While I am sure the Brown-breasted Bulbul has been seen in Shanghai, the pictures below actually illustrate the first-ever sighting of the bird on eBay. If only birders had groupies …
The pair I saw were eventually driven out of the location by the resident Light-vented Bulbuls.
It seems a bit counterintuitive to give the name Black Bulbul to a bird whose most obvious characteristic is its white head. Granted, this is just one race of the species – others are truly black – but still … Not having to explain to your child why this bird is named Black Bulbul is another good reason not to have kids.
Similarly, Black-winged Cuckooshrike? Maybe ornithology students should be handed a free Pantone color chart to avoid such mistakes in the future.
If you see a Black-naped Oriole, you might want to run. In Singapore, a Chinese male “encountered the wild Black-naped Oriole in his backyard and attempted to tame the bird. The bird attacked the patient and caused injury to the eye” (source). If this does not sound scary to you yet, the abstract of the paper starts with the ominous-sounding “To highlight the potential dangers of Black-naped Orioles in urban Singapore”.
Helpfully, the authors of the study also declare that there were no conflicts of interest, indicating that in this specific case, they had not received any money from the Society for the Defamation of Black-naped Orioles (SDBNO).
I had also not seen any Common Kingfisher for more than 2 months, a situation that is generally being frowned upon by human rights lawyers.
Of course, there is nothing I like better than ending a post with the photo of an anonymous leaf warbler. Arctic? Antarctic?
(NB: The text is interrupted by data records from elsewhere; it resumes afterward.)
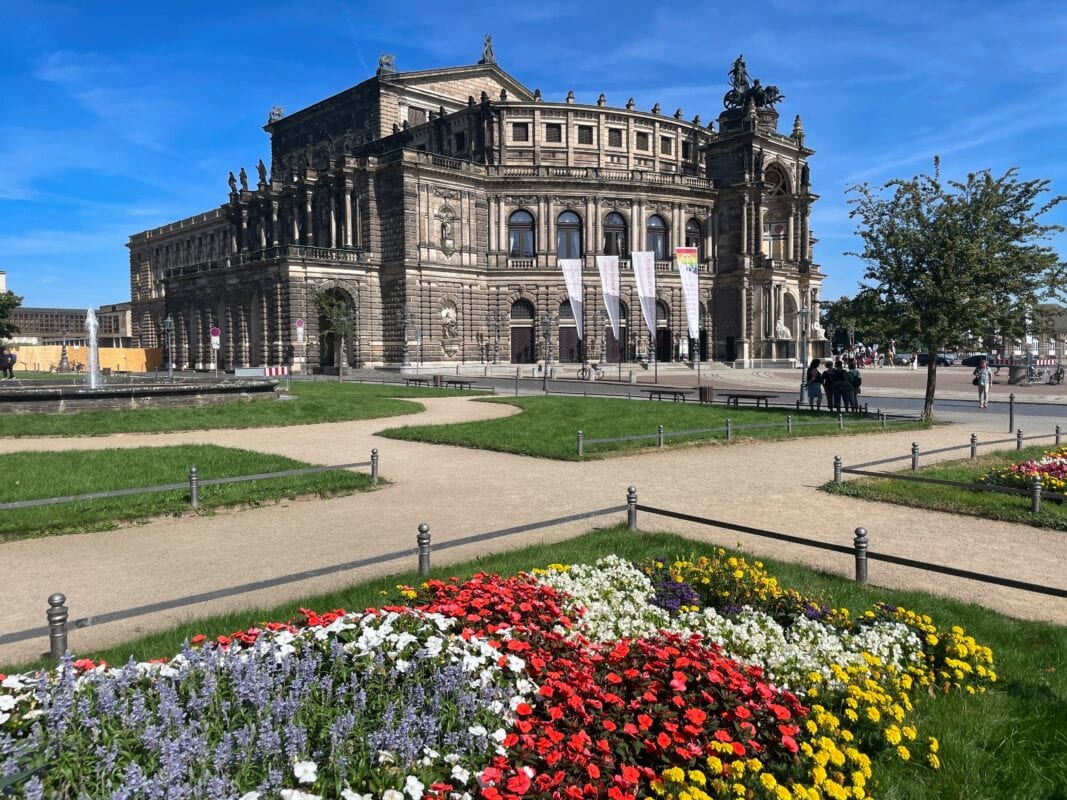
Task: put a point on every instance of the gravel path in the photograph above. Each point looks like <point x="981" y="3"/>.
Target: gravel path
<point x="460" y="493"/>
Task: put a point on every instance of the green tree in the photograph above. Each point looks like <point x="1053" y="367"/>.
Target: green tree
<point x="945" y="258"/>
<point x="9" y="302"/>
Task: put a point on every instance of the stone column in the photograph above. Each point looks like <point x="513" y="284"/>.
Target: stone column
<point x="348" y="213"/>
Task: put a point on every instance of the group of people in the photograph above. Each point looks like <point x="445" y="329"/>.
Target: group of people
<point x="840" y="382"/>
<point x="8" y="360"/>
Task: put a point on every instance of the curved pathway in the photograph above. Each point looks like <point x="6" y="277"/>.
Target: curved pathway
<point x="462" y="492"/>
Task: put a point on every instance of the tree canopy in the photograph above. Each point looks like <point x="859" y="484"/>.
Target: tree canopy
<point x="951" y="259"/>
<point x="9" y="302"/>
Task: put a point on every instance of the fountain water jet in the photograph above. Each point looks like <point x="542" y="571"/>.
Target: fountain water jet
<point x="94" y="356"/>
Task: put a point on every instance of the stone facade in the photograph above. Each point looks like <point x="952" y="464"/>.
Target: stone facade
<point x="433" y="207"/>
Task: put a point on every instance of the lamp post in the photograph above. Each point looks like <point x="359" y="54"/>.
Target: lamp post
<point x="547" y="320"/>
<point x="169" y="328"/>
<point x="802" y="352"/>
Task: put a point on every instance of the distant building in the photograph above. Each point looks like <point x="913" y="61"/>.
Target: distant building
<point x="67" y="325"/>
<point x="434" y="206"/>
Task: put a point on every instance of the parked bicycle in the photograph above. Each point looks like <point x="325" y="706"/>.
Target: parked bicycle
<point x="590" y="371"/>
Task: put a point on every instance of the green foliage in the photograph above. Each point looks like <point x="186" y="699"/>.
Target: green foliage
<point x="9" y="302"/>
<point x="40" y="475"/>
<point x="948" y="259"/>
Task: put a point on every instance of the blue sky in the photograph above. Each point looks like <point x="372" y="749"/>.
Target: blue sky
<point x="122" y="116"/>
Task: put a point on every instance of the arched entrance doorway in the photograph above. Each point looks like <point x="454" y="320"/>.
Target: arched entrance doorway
<point x="664" y="338"/>
<point x="522" y="332"/>
<point x="337" y="329"/>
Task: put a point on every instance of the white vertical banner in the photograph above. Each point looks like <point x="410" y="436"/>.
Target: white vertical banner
<point x="608" y="267"/>
<point x="572" y="276"/>
<point x="645" y="274"/>
<point x="688" y="272"/>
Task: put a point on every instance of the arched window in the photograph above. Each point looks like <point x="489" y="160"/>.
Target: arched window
<point x="522" y="310"/>
<point x="775" y="181"/>
<point x="569" y="236"/>
<point x="615" y="236"/>
<point x="521" y="235"/>
<point x="695" y="237"/>
<point x="655" y="238"/>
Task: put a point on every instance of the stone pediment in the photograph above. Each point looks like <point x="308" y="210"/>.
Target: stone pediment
<point x="459" y="83"/>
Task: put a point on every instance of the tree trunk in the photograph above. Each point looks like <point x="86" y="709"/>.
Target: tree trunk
<point x="930" y="386"/>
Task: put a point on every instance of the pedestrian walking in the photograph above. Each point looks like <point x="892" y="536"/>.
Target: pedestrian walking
<point x="813" y="385"/>
<point x="983" y="377"/>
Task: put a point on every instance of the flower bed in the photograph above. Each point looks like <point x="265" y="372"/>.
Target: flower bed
<point x="1051" y="468"/>
<point x="682" y="678"/>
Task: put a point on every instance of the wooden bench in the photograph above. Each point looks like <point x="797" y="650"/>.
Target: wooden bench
<point x="675" y="395"/>
<point x="733" y="398"/>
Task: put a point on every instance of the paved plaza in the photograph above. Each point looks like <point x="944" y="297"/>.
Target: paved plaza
<point x="461" y="493"/>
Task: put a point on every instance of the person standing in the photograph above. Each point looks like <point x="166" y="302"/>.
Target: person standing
<point x="983" y="377"/>
<point x="813" y="385"/>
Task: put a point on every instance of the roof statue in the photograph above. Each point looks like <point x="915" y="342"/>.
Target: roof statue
<point x="386" y="64"/>
<point x="742" y="92"/>
<point x="487" y="50"/>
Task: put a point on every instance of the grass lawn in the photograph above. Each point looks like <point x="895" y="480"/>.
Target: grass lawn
<point x="547" y="426"/>
<point x="959" y="500"/>
<point x="1006" y="744"/>
<point x="40" y="475"/>
<point x="318" y="401"/>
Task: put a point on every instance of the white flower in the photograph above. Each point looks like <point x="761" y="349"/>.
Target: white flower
<point x="305" y="771"/>
<point x="414" y="787"/>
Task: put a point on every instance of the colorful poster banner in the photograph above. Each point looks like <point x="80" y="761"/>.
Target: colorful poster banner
<point x="572" y="276"/>
<point x="688" y="271"/>
<point x="645" y="275"/>
<point x="608" y="267"/>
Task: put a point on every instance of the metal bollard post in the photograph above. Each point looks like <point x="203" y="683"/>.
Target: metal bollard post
<point x="424" y="549"/>
<point x="632" y="508"/>
<point x="861" y="543"/>
<point x="57" y="614"/>
<point x="193" y="488"/>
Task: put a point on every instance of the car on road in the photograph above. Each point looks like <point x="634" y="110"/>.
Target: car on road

Who cares.
Well, there is something better, I guess – ending the post with a reference to the beginning of the post. “I’m doing this for revenge” sing the Mountain Goats in their most recent song, “Training Montage“. It is very good, though I feel it could be even better without the last 50 seconds or so.
John Darnielle (of Mountain Goats fame), should you read this, feel free to add a comment that this post would have been much better without most of the words.